About the same time in the same community a certain number, who, from the old eastern home, had brought certain inherited theological ideas which to them seemed essential, decided to build a Baptist church. Such was built; also a parsonage, and for many years preaching services were regularly held. However, for a considerable time no services were held, the church building was demolished, the parsonage sold, the society disbanded, and the place which knew it, and knew it for its good, will in all probability know it no more.

In 1852, in the neighborhood of what is now Oneida, a Congregational Society was formed. In 1855 the church building which is still the property of the society, was built, has had an eventful and most useful existence. Bit the church is pastor less, with slight signs of rejuvenation. There are still members of the church and of the society who hope and look forward to a new life for their beloved church, and for them and for the community as a whole such a consummation is to be wished.

The Oneida Methodist church was built in 1863. It was a live organization to begin with, all its past history proves that it has not lost its pristine enthusiasm, and in keeping with its inner life its material progress is well shown in the new brick edifice which occupies and graces the site of the old wooden structure, and at this writing a new, handsome brick veneered parsonage is nearing completion.

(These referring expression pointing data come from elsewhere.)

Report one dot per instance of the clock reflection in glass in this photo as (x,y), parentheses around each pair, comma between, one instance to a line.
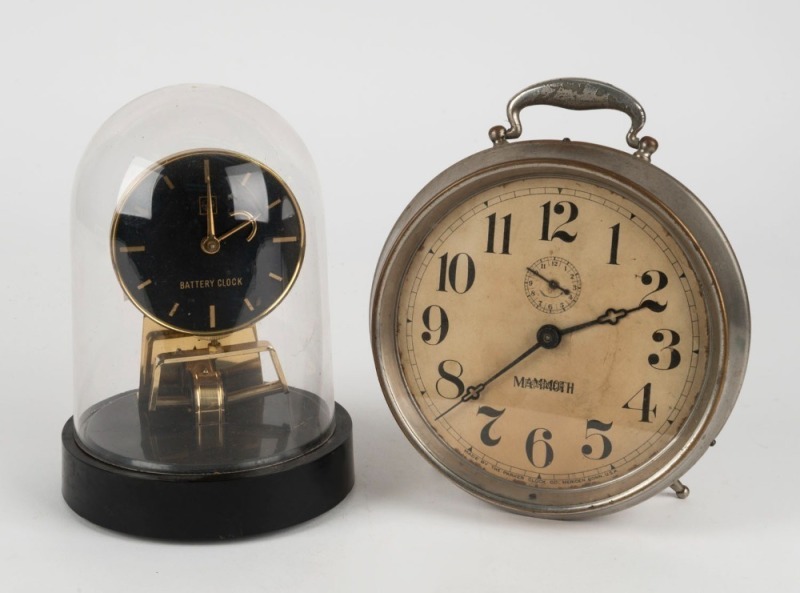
(208,242)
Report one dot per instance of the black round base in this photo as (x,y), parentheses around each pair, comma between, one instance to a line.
(209,506)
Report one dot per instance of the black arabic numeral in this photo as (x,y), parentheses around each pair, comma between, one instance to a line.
(614,245)
(660,280)
(450,381)
(559,209)
(645,408)
(600,427)
(486,437)
(492,218)
(673,356)
(449,273)
(435,335)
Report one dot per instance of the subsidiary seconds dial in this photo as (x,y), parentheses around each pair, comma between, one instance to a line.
(207,241)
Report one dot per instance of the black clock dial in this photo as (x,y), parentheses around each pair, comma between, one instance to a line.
(207,242)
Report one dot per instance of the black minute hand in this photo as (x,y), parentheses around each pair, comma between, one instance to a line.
(549,337)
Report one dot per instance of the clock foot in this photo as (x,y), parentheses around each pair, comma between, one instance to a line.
(681,491)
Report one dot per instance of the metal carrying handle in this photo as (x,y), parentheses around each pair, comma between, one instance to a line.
(578,94)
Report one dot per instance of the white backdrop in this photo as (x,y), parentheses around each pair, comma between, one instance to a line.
(385,96)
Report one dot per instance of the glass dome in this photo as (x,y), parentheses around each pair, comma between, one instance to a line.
(201,339)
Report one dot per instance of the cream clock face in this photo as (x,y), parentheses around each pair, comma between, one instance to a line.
(552,333)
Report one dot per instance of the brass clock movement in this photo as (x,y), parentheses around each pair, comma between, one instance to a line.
(224,424)
(561,328)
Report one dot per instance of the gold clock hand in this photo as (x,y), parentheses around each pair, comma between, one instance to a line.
(210,231)
(210,243)
(251,220)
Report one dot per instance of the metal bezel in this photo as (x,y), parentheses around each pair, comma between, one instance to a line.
(682,214)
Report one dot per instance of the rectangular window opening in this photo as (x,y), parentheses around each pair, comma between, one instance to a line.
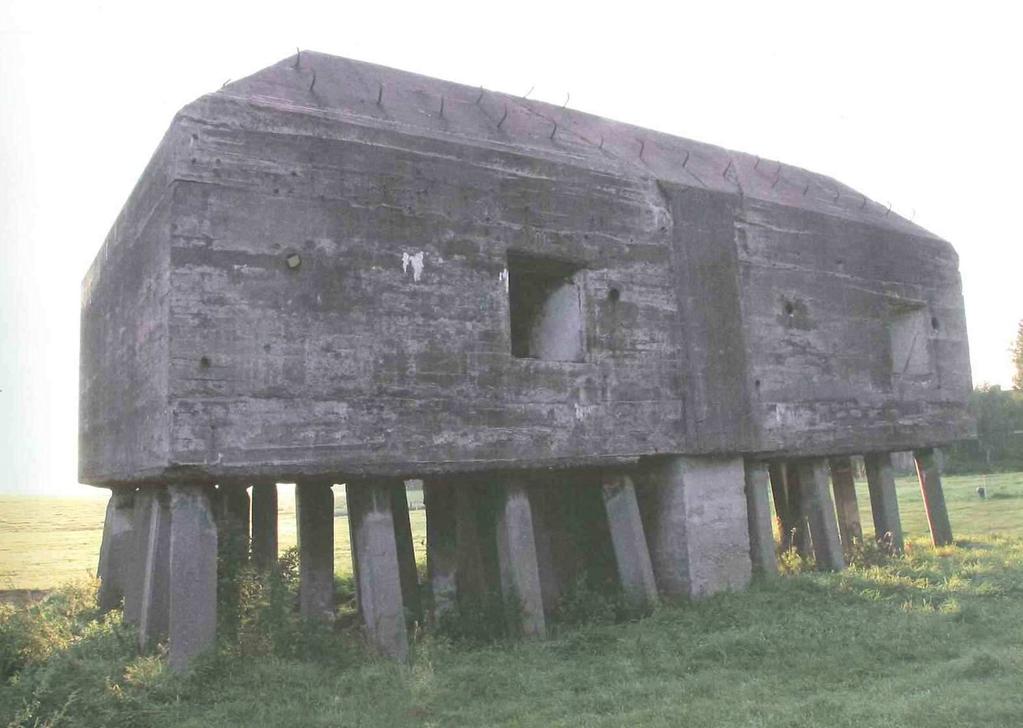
(545,310)
(908,329)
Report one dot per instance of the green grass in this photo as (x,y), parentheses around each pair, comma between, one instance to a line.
(933,639)
(45,542)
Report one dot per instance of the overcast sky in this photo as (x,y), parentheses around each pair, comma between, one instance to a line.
(907,103)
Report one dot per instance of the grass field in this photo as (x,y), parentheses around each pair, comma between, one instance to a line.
(49,541)
(933,639)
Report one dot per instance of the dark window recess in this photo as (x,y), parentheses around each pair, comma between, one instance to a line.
(543,302)
(908,337)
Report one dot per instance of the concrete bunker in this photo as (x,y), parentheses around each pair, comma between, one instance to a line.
(258,315)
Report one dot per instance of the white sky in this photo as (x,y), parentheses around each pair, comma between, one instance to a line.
(908,103)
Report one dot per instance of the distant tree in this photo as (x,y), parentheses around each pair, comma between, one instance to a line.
(1018,359)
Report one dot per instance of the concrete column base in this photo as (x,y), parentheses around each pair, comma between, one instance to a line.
(694,511)
(406,552)
(314,513)
(442,550)
(762,555)
(934,497)
(153,623)
(477,559)
(884,501)
(264,528)
(377,573)
(844,486)
(192,575)
(635,572)
(543,501)
(517,559)
(116,550)
(819,511)
(232,519)
(135,567)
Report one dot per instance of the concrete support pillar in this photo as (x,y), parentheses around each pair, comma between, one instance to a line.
(233,520)
(192,574)
(314,513)
(884,501)
(264,529)
(635,572)
(543,507)
(135,569)
(789,508)
(377,572)
(934,498)
(762,555)
(819,511)
(153,622)
(844,487)
(695,518)
(116,550)
(406,552)
(477,558)
(517,558)
(442,549)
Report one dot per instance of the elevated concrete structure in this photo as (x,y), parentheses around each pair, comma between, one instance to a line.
(335,272)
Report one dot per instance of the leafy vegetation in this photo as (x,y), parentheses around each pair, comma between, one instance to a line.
(934,638)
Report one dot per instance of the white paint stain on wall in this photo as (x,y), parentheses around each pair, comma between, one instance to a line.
(415,262)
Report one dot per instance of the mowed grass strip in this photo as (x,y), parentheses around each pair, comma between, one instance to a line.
(933,639)
(45,542)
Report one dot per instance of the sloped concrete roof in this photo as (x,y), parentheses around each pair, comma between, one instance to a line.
(377,96)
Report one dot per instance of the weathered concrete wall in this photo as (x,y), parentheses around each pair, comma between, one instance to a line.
(355,360)
(727,305)
(124,413)
(819,296)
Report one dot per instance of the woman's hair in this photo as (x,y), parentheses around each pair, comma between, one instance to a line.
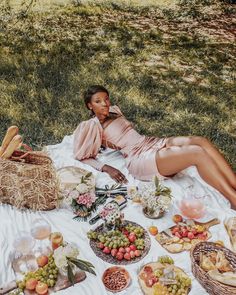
(91,91)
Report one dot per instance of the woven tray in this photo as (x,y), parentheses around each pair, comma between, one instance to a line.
(213,287)
(111,259)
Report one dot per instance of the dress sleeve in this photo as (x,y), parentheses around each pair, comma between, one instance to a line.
(87,141)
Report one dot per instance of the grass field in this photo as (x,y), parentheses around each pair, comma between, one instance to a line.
(169,68)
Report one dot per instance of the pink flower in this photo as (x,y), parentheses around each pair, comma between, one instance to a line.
(86,199)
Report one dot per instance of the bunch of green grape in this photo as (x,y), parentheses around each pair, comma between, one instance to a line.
(114,241)
(92,235)
(140,244)
(181,288)
(166,259)
(139,231)
(158,273)
(47,274)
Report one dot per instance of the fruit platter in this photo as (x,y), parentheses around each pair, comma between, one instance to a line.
(127,244)
(163,278)
(60,268)
(185,234)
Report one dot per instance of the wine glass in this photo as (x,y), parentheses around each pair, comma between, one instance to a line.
(192,205)
(40,230)
(23,245)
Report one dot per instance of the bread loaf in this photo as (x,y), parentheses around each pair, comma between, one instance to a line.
(11,132)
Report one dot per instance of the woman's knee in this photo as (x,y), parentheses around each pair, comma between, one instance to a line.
(199,140)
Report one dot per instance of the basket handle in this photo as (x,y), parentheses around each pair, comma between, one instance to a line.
(27,149)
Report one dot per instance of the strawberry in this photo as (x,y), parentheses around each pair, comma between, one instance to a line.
(127,256)
(190,235)
(132,254)
(106,250)
(132,247)
(114,252)
(132,237)
(177,234)
(147,268)
(121,249)
(119,256)
(137,253)
(127,249)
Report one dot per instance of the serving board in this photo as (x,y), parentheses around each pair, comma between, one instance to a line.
(111,259)
(174,244)
(155,266)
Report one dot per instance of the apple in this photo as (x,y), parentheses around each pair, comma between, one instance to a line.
(114,252)
(41,288)
(31,284)
(42,260)
(127,256)
(106,250)
(153,230)
(132,247)
(132,254)
(127,249)
(119,256)
(190,235)
(177,218)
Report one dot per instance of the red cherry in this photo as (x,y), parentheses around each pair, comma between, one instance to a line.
(106,250)
(119,256)
(127,256)
(132,247)
(114,252)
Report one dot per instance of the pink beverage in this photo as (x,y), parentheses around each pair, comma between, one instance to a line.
(192,208)
(41,232)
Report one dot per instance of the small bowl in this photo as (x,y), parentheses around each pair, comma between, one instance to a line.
(111,270)
(160,214)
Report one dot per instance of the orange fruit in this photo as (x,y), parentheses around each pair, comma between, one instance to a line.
(31,284)
(177,218)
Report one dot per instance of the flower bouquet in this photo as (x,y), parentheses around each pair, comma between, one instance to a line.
(82,197)
(156,198)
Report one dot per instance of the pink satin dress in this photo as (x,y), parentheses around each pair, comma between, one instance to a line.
(138,150)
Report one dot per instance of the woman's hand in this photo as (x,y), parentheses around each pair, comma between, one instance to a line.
(114,174)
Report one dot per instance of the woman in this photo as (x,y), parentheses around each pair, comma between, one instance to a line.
(146,156)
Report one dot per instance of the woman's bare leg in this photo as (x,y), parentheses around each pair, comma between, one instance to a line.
(216,156)
(174,159)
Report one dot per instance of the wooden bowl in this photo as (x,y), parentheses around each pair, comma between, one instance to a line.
(116,270)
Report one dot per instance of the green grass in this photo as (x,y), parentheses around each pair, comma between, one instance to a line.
(170,70)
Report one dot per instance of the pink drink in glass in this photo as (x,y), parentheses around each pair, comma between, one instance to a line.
(192,208)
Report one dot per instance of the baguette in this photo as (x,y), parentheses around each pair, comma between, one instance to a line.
(11,132)
(13,145)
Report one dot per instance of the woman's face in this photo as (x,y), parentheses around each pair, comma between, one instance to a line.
(100,104)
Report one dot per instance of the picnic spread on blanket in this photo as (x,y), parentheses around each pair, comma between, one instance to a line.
(68,228)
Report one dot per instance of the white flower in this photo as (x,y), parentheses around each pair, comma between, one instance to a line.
(83,188)
(60,255)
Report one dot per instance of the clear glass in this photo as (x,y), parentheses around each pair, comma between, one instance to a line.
(40,230)
(192,205)
(23,245)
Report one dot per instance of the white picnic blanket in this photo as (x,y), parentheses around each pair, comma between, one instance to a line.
(13,220)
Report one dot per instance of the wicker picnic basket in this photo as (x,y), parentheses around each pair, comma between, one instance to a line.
(213,287)
(28,180)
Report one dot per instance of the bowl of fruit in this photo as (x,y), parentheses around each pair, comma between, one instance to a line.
(163,278)
(126,244)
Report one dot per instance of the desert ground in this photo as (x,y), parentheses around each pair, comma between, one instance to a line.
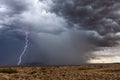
(83,72)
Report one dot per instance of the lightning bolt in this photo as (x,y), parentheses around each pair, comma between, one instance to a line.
(24,49)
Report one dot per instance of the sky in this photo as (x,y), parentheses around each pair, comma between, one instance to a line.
(59,32)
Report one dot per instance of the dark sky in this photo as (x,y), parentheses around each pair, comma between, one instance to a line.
(61,32)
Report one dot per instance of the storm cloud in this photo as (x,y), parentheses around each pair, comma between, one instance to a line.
(61,32)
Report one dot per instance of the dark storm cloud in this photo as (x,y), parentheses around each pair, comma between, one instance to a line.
(60,31)
(102,17)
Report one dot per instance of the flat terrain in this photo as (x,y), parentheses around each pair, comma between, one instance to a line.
(85,72)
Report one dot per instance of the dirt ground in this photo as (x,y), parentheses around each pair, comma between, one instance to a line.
(84,72)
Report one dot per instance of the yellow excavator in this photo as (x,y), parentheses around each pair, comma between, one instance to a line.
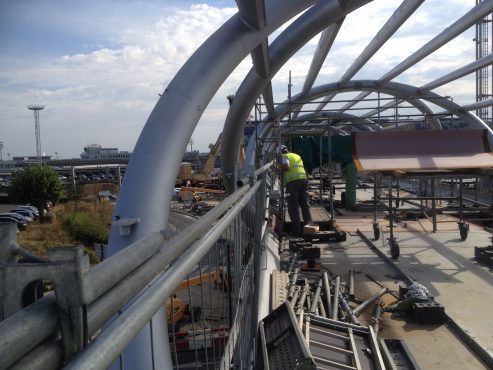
(177,309)
(205,173)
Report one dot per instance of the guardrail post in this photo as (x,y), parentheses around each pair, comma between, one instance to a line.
(70,264)
(66,268)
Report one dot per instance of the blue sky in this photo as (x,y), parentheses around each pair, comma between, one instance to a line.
(98,66)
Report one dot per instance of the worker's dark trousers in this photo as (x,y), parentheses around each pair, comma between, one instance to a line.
(296,196)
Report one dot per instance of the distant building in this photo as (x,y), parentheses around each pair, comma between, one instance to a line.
(96,152)
(31,158)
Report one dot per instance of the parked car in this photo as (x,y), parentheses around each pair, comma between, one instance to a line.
(24,212)
(33,209)
(21,225)
(17,216)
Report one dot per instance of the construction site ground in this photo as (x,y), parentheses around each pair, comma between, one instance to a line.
(441,261)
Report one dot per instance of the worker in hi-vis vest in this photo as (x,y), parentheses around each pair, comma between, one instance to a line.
(296,183)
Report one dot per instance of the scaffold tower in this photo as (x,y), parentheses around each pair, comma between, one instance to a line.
(484,75)
(36,108)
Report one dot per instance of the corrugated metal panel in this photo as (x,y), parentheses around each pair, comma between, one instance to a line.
(421,150)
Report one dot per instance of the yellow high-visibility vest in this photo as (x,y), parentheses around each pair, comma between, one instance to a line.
(296,169)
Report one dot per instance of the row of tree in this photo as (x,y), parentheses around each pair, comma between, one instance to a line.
(38,185)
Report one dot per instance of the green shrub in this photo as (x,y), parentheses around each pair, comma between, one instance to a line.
(85,229)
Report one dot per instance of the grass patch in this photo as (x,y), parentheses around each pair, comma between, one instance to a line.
(89,225)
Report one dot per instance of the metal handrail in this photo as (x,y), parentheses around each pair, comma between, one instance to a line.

Sometime between 1850 and 1860 a Baptist and a Universalist church was built in Oneida. The latter was destroyed by fire; was rebuilt, but was wrecked by a windstorm. The Baptist church was demolished at the same time and neither was ever rebuilt. There was also a Lutheran organization which at no time had more than thirty members; its existence was brief as its list of members. The Seven Day Adventists had a place of worship for a short time. Church and church goers have disappeared.

There is also on Section 1 a Christian church. It has always been numerically weak and in common with all, or nearly all Ontario churches, it is not only weak, but constantly becoming weaker.

It would appear from the foregoing that at some time there have been in Ontario Township ten religious societies; at least eight have had places of worship. At present there are but two congregations having resident pastors—Methodist and Presbyterian. For this condition there may be many reasons given. It is true that there are a less number of inhabitants in the township, and a smaller percentage of the lesser number are churches goers, and again there is a Swedish Lutheran Church in Altona, where a large number of the older people of our township regularly attend public worship. On such occasion they meet with friends of kindred speech and from the pulpit hear the words to memory dear and sing the songs they first heard in their old home, “over there.” There is also a church of the same denomination in Wataga and though not so largely attended as that in Altona still quite a number of families from the southern side of Ontario are attendants and members. The same may be said of the extreme north of the township, the people here going to Woodhull.

However, it will have to be admitted that the chief cause of the decadence and disappearance of churches is the fact that a large and increasing number of people never go. Neither class mentioned can be depended on as a liberal giver to any department of church work, and churches need friends.

However, in the not distant future all three societies, Altona, Wataga, Woodhull, in all their meetings will use and use only the English tongue. In that case will the present average church attendance prevail, or will decadence and, in many instances, disintegration take place?

Yet even if the church as the embodiment of Christianity should largely or wholly pass, would not that something in it which is greater than itself continue to live, ever, ever marching on.